1) Is it correct or am I misunderstanding something?
2) How would I go about finding $a_n$?
Claim: for every $n \in \mathbb{N}$; we have: $a_n=1$ .
Proof by induction: suppose that the assertion holds for $k=n$;
i.e. $a_n=1$ ; then one can see that
$$a_{n+1}=\dfrac{a_n}{4}+\dfrac{3}{4}=\dfrac{1}{4}+\dfrac{3}{4}=1;$$
so the assertion also holds for $k=n+1$.
Let $A \in \mathbb{R}$ be arbitrery, and let $a_1=A$;
Claim: for every $n \in \mathbb{N}$; we have: $a_n=\dfrac{A-1}{4^{n-1}}+1$ .
Proof by induction: suppose that the assertion holds for $k=n$;
i.e. $a_n=\dfrac{A-1}{4^{n-1}}+1$ ; then one can see that
$$a_{n+1}=\dfrac{a_n}{4}+\dfrac{3}{4}=\dfrac{\dfrac{A-1}{4^{n-1}}+1}{4}+\dfrac{3}{4}=
\dfrac{A-1}{4^{n}}+\dfrac{1}{4}+\dfrac{3}{4}
=
\dfrac{A-1}{4^{n}}+1
;
$$
so the assertion also holds for $k=n+1$.
Second proof: Let's define $b_n=a_n-1$, so we get the second sequence as follows:
$$ b_0=A-1 \ \ \ \ \text{and} \ \ \ \ b_n=\dfrac{b_n}{4} ; $$
one can see easilly that $b_n=\dfrac{A-1}{4^{n-1}}$, so we can conclude $a_n=\dfrac{A-1}{4^{n-1}}+1$ .

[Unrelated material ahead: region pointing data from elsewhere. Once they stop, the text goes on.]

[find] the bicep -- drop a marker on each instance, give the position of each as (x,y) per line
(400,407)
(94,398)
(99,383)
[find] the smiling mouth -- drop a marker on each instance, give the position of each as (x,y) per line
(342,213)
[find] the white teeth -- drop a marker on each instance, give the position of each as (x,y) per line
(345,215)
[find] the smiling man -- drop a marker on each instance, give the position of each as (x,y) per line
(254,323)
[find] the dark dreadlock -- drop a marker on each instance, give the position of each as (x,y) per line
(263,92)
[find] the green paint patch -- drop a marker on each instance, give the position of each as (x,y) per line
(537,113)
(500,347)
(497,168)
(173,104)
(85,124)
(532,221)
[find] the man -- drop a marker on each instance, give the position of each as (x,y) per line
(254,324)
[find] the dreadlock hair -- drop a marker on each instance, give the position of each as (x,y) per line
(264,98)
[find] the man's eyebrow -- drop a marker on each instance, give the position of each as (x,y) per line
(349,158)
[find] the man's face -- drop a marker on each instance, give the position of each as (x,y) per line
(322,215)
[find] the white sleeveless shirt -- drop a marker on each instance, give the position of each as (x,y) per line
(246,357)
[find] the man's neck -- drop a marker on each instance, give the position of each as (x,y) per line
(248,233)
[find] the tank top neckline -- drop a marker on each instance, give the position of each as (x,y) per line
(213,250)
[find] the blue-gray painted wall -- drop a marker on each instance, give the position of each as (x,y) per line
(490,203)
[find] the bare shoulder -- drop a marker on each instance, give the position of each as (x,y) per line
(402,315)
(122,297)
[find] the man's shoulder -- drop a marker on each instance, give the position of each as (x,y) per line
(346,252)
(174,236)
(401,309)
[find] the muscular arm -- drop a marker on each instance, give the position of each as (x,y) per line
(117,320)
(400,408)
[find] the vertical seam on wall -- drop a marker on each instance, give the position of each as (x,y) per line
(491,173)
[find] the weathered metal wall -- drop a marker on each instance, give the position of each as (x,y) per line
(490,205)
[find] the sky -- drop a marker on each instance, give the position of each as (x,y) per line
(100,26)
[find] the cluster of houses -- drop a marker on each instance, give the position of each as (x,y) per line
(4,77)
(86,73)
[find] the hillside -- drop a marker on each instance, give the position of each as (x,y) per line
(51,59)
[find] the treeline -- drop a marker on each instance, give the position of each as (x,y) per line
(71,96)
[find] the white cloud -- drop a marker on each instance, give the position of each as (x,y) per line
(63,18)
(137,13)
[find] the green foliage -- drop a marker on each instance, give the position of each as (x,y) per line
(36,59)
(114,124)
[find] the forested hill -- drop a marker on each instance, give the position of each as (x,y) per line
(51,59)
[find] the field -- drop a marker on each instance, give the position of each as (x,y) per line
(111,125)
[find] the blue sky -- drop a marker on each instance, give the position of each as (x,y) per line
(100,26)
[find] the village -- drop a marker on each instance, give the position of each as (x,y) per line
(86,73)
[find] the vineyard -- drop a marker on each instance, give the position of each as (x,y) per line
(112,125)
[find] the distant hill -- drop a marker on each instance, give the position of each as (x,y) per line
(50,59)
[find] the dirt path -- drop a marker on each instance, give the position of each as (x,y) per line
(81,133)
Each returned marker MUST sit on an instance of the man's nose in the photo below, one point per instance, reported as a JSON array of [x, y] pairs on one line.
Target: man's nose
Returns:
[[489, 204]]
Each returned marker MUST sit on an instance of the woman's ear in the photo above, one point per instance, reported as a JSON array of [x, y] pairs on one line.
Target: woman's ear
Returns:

To find $a_n$, express the given recurrence equation as: $$a_{n+1}-1=\frac{1}{4}(a_n-1), a_1=1$$ Denoting $b_n=a_n-1, b_1=a_1-1=0$ results in: $$b_{n+1}=\frac14b_n \Rightarrow b_n=b_1\cdot \left(\frac14\right)^{n-1}=0.$$ Hence: $$0=b_n=a_n-1 \Rightarrow a_n=1.$$
I have previously developed a general solution for all problems of the type $a_n=Aa_{n-1}+B$, as shown here. This solution is a bit more complicated than the others preferred here, but again, it applies to any such problem and the work is already done. The solution was shown to be
$$a_n=\frac{[(A-1)a_0+B]A^n-B}{A-1}$$
and you can readily show that $a_n=1 ~\forall ~n$ in the present case.